Hal demikian tentu tidak bisa dinalar atau dicerna akal. Bagaimana hubungan akan datangnya kecelakaan dan perihal ular melintas di jalan tersebut, apakah hal itu bisa dijelaskan?

Jenis Gugon tuhon lain misalnya, ada orang lahir hari tertentu, jam tertentu, bulan dan tahun tertentu, maka nasib orang tersebut kemudian diramalkan bahwa kelak ia akan begini atau begitu. Apakah nasib hidup dan perjalanan hidup manusia ditentukan oleh hitung-hitungan atau othak-athik yang dilakukan manusia atas manusia? 

Hal macam ini sulit diterima nalar dan tidak jarang menjurus pada tahayul yang akhirnya mengabaikan peran Tuhan dalam laku hidup manusia. Orang tidak lagi menyandarkan dirinya pada ajaran dan kehendak Tuhan, melainkan berdasarkan hitung-hitungan yang dibuat manusia belaka.

Gugon tuhon adalah lebih menggambarkan kepercayaan akan sesuatu yang tidak berdasarkan logika dan olahan akal budi. Kepercayaan yang dipercaya begitu saja tanpa memahami benar dalil-dalilnya. Aneka ramalan, tanda-tanda tertentu, gejala alam tertentu yang dikaitkan dengan bakal terjadinya sesuatu (gaib) sering berkaitan dengan gugon tuhon ini.


gugon tuhon yaiku

Peribahasa Jawa Endhek Wiwitane Dhuwur Wekasane

Peribahasa Jawa di atas secara harafiah berarti rendah permulaannya tinggi (pada) akhirnya. Hal ini bisa dicontohkan misalnya dengan pertumbuhan tanaman. Semua tanaman berawal dari biji, anakan, cangkokan, atau stekan. Semuanya itu masih berupa anakan atau cikal bakal pohon. Dalam pertumbuhannya semua tanaman itu kemudian akan meninggi dan membesar.

Demikian pun dalam kehidupan sehari-hari, orang dapat saja secara sosial dianggap berkedudukan rendah, tapi bisa jadi juga dalam perjalanan hidupnya ia kemudian berkedudukan tinggi.
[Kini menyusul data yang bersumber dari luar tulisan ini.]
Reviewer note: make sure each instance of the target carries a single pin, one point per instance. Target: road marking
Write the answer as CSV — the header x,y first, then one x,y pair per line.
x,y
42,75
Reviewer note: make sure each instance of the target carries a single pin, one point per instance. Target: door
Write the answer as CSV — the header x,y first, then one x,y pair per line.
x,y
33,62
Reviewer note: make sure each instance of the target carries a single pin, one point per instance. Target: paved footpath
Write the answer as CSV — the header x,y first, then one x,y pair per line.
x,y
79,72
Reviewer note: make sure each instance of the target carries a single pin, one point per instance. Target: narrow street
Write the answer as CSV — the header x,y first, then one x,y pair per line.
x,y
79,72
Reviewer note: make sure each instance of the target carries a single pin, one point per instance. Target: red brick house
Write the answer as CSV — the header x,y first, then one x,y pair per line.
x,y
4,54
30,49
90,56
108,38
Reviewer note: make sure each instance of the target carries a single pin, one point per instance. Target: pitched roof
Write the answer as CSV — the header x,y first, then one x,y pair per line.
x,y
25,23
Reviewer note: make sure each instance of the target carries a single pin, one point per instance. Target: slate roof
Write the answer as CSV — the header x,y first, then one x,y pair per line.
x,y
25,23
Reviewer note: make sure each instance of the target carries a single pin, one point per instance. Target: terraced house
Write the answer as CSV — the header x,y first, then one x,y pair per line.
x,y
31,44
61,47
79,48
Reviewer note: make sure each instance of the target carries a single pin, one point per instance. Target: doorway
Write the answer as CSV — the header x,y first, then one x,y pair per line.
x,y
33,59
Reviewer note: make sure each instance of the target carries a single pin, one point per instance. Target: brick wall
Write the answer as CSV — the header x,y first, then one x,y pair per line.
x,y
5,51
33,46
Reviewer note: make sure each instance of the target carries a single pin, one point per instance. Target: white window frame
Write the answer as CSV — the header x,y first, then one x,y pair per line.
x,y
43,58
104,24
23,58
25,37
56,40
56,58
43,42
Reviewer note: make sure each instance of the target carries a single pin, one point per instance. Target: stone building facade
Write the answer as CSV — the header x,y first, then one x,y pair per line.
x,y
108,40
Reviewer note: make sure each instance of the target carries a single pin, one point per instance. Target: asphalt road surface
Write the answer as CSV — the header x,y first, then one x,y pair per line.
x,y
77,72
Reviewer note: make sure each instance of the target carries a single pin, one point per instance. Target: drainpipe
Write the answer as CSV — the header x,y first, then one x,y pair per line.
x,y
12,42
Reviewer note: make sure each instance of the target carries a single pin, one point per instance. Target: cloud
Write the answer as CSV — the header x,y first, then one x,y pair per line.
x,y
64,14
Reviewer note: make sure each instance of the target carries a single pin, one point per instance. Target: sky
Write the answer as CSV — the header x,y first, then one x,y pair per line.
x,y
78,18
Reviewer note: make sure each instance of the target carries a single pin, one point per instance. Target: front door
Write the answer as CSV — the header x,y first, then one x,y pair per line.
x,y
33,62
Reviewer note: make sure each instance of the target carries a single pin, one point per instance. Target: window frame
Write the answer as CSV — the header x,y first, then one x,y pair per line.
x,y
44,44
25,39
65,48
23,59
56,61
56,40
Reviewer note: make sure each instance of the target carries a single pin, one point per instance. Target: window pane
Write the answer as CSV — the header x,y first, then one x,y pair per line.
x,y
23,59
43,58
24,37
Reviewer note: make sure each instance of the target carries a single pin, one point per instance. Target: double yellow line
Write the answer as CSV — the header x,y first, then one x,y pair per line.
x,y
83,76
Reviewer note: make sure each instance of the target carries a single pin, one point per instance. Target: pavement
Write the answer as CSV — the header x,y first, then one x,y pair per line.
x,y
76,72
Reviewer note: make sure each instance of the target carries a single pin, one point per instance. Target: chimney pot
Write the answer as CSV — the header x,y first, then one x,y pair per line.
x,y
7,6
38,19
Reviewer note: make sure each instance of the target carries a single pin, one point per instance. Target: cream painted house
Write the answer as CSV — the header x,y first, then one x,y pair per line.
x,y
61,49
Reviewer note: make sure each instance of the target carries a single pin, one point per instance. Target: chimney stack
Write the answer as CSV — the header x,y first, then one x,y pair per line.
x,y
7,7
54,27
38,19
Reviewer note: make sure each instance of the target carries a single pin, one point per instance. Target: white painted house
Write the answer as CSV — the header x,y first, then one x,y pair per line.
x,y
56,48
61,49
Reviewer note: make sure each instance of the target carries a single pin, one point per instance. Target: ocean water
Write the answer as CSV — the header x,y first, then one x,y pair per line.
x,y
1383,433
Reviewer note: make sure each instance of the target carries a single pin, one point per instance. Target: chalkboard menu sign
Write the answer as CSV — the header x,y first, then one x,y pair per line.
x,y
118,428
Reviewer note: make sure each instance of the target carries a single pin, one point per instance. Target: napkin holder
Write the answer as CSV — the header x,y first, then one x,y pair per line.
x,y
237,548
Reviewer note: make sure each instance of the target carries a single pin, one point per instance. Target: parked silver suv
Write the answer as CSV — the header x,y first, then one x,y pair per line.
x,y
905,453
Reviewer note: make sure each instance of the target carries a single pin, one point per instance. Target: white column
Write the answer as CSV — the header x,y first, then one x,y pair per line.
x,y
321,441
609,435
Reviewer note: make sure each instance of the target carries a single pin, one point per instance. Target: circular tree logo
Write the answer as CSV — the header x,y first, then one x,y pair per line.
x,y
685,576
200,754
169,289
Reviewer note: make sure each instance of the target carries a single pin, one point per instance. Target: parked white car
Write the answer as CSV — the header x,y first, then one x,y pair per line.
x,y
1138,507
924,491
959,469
Ada banyak contoh kasus dimana orang yang dianggap kecil dan rendah pada akhirnya bisa memiliki kedudukan yang tinggi, kaya, dan dihormati karena kelebihan yang berkembang di dalam dirinya.

Oleh karena itu, pepatah ini menyarankan orang untuk bersikap optimistik dalam menjalani kehidupan. Tidak ada kehidupan yang bersifat instan. Semuanya membutuhkan proses. Semuanya dimulai dari sedikit, dari hal yang sederhana dan biasa, tidak tiba-tiba.

Selain itu, peribahasa atau pepatah ini juga menyarankan tentang penghargaan atas hal-hal yang kecil, yang terabaikan, dan mungkin juga terlupakan. Hal yang kecil dan sederhana saat ini belum tentu kecil dan sederhana pula di hari depan. Orang yang berkedudukan rendah, miskin, dan terabaikan belum tentu di hari depan ia tetap akan seperti itu.

gugon tuhon yaiku

Peribahasa Jawa Aja Amung Kridha Lumahing Asta

Meminta-minta atau mengemis dalam hal ini tidak harus diartikan sebagai lakuan atau tindakan seperti yang dilakukan oleh para pengemis secara wantah, namun bisa berarti bermacam-macam.

Peribahasa atau pepatah Jawa di atas secara harafiah berarti jangan hanya suka menadahkan tangan (meminta-minta/mengemis).

Meminta-minta atau mengemis dalam hal ini tidak harus diartikan sebagai lakuan atau tindakan seperti yang dilakukan oleh para pengemis secara wantah, namun bisa berarti bermacam-macam. Contohnya, orang yang tidak mau atau malas bekerja namun meminta upah sama dengan orang yang lebih rajin dan lebih produktif dalam bekerja sama artinya dengan pengemis.

Orang yang tidak bekerja sungguh-sungguh dan penuh tanggung jawab namun menerima upah rutin bulanan pada hakikatnya sama dengan pengemis karena ia sesungguhnya menerima gaji buta. Orang yang tidak mau bekerja keras, mandiri, dan hanya menjual iba kepada orang lain dengan tujuan mendapatkan bantuan pada hakikatnya sama juga dengan pengemis.

Dalam khasanah kebudayaan Jawa (Nusantara) masa lalu watak atau lakuan mengemis secara wantah maupun tersamar dan bahkan simbolik dianggap sebagai lakuan yang hina dan tidak bermartabat alias memalukan.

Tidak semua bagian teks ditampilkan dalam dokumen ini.